# Text Classification Task (IMDB Reviews)

In this example we will demonstrate how to train and evaluate a Text Classification model on the IMDB Reviews dataset using PyTorchWrapper.

#### Downloading Data
First of all we download and extract the data.

In [None]:
! mkdir -p data /
! wget -P data / http: // ai.stanford.edu / ~amaas / data / sentiment / aclImdb_v1.tar.gz
! tar xvzf data / aclImdb_v1.tar.gz -C data / > / dev / null


#### Import Statements

In [None]:
import torch
import os
import random
import math

from torch import nn
from collections import Counter
from glob import glob
from torch.utils.data.dataset import Dataset
from torch.utils.data.dataloader import DataLoader
from torch.utils.data.sampler import SequentialSampler, SubsetRandomSampler
from tqdm.auto import tqdm
from pytorch_wrapper import modules, System
from pytorch_wrapper import evaluators as evaluators
from pytorch_wrapper.loss_wrappers import GenericPointWiseLossWrapper
from pytorch_wrapper.training_callbacks import EarlyStoppingCriterionCallback
from pytorch_wrapper.samplers import SubsetSequentialSampler


#### Dataset Definition
In this example we will see how we can use a custom `collate_fn`. This function will be called internally by the
dataloaders in order to combine a list of exaples to a ready to use batch. Each individual example will be the output of the `Dataset`'s `__get_item__` method.

In [None]:
class IMDBDataset(Dataset):
    MAX_LEN = 1000

    def __init__(self, folder_root, w2i):
        self.w2i = w2i
        self.ids = []
        self.texts = []
        self.texts_len = []
        self.targets = []

        for label in ['pos', 'neg']:
            for filepath in tqdm(glob(f'{folder_root}/{label}/*')):
                with open(filepath, 'r') as fr:
                    ex = fr.read()
                _, filename = os.path.split(filepath)
                self.ids.append(filename)
                text = self.process_example(ex)
                self.texts.append(text)
                self.texts_len.append(len(text))
                self.targets.append(label == 'pos')
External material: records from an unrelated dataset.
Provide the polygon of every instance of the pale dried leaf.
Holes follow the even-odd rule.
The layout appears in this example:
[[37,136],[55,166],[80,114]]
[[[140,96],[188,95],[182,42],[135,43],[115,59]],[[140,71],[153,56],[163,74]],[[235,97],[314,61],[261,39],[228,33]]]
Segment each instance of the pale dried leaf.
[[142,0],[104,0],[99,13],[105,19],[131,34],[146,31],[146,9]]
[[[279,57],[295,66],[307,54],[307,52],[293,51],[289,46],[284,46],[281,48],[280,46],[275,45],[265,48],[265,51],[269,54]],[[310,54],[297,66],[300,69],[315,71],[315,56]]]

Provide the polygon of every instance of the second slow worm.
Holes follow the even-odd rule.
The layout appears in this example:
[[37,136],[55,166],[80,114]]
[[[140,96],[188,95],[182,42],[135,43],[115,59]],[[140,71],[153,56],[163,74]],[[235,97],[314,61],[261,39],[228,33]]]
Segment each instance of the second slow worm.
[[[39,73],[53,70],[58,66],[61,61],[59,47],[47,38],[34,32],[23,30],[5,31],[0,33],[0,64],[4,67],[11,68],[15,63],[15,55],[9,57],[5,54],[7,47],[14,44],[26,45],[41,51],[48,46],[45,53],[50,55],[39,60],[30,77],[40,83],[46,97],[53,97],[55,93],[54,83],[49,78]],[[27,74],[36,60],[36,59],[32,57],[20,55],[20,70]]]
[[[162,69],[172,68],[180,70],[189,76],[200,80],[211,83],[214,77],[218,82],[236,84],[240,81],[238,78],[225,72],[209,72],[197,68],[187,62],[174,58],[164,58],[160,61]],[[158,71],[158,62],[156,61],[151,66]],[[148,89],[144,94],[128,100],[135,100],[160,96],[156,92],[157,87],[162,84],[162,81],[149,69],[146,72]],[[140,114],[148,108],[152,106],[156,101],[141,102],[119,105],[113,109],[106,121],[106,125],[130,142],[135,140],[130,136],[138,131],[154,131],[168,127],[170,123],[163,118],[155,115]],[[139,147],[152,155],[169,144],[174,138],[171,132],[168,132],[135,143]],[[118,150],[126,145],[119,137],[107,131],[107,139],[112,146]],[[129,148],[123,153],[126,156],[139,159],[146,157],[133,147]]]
        self._shuffle_examples()

    def __getitem__(self, index):

        return (
            self.ids[index],
            (
                self.texts[index],
                self.texts_len[index]
            ),
            self.targets[index]
        )

    def __len__(self):
        return len(self.ids)

    def _shuffle_examples(self, seed=12345):
        """
        Shuffles the examples with the given seed.
        :param seed: The seed used for shuffling.
        """
        random.seed(seed)
        l = list(zip(self.ids, self.texts, self.texts_len, self.targets))
        random.shuffle(l)
        self.ids, self.texts, self.texts_len, self.targets = zip(*l)

    @staticmethod
    def preprocess_text(text):
        """
        Preprocess text.
        :param text: Text to be preprocessed.
        :return: Preprocessed text.
        """
        if not text:
            return ''
        text = ''.join([ch if ch.isspace() or ch.isalnum() else '' for ch in text])
        text = ' '.join(text.split())
        text = text.lower()
        return text

    @staticmethod
    def collate_fn(batch):
        """
        Function that combines a list of examples into a batch (Called internally by dataloaders).
        """
        batch_zipped = list(zip(*batch))
        input_zipped = list(zip(*batch_zipped[1]))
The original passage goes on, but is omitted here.